Is the Star Schema dead?

Contents

Data Warehousing History

Thirty or so years ago, well before the internet, people figured out that you could no longer rely on a single system itself to provide meaningful insights about your business. They are, by definition, only a slice of your business so when you had questions which required correlating multiple systems, a herculean effort was required to answer it. This lead to the Data Warehouse, or Corporate Information Factory as Bill Inmon dubbed it.

The idea was to create a design of a database system which would mirror your business, allowing you to answer any possible questions you had, regardless of which system facilitated that part of your business. It's the holy grail of data systems as, in theory, you could ask anything you ever could imagine from your data analysts and get an answer reasonably quick.

The Data Mart is Born!

This proved to be incredibly difficult as the pace of business exceeded that by which the data warehouse schema (data model) could be adapted and data could be made available. Around this time is when Dr. Ralph Kimball (Kimball Group) created a new way to solve for the same problem. And thus, the Data Mart was born!

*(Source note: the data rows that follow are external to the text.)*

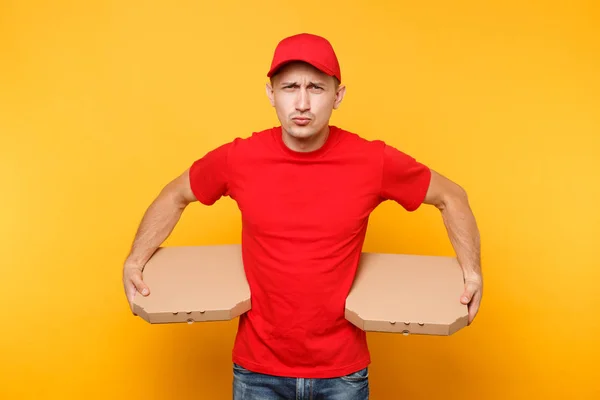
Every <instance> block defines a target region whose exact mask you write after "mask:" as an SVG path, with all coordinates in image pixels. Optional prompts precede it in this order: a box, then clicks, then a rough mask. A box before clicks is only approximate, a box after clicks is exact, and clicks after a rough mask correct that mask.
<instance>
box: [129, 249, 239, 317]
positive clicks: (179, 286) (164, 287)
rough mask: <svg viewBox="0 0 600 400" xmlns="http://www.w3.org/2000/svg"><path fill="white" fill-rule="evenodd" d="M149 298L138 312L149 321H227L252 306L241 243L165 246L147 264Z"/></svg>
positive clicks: (145, 272) (142, 304) (136, 295)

The Data Mart is often synonymous with it's underlying design, the Star Schema. This design approach focused on individual business processes that were the highest value and built out mini-data-warehouses around them. The design and scale made completing these projects simple and easy to use and they quickly grew in popularity. Some even declared the Data Warehouse dead at this point, but really what was going on is people were just building mini-data-warehouses.

Database Evolution

Around 2006 Yahoo! needed to build a new type of data processing system that could scale faster and bigger than anything before it. This was the birth of Hadoop, a distributed computing platform that didn't require a data model to store data, and was built by nature to be fault-tolerant. Data is saved 3x on different nodes so in order to loose data you'd have to have a major systemic failure, and since there is no data model, there is zero latency when it comes to writing the data to disk.

The Pulsar Method

As those systems evolved, so did the need for how we store and make data readily available. In early 2014 I decided to write this new down in a blog post and label it the Pulsar Method The idea here is that Star Schema's themselves, while originally intended to be simpler to build, maintain, and access, have themselves become unnecessarily complex and cumbersome.

This new method collapses the star schema into single flat tables. Hence the name Pulsar. The idea being these Pulsars can be easily accessed and understood by people that barely know any database programming (SQL) at all. Database technology today makes this fairly easy and straightforward while providing even greater flexibility and value to your business.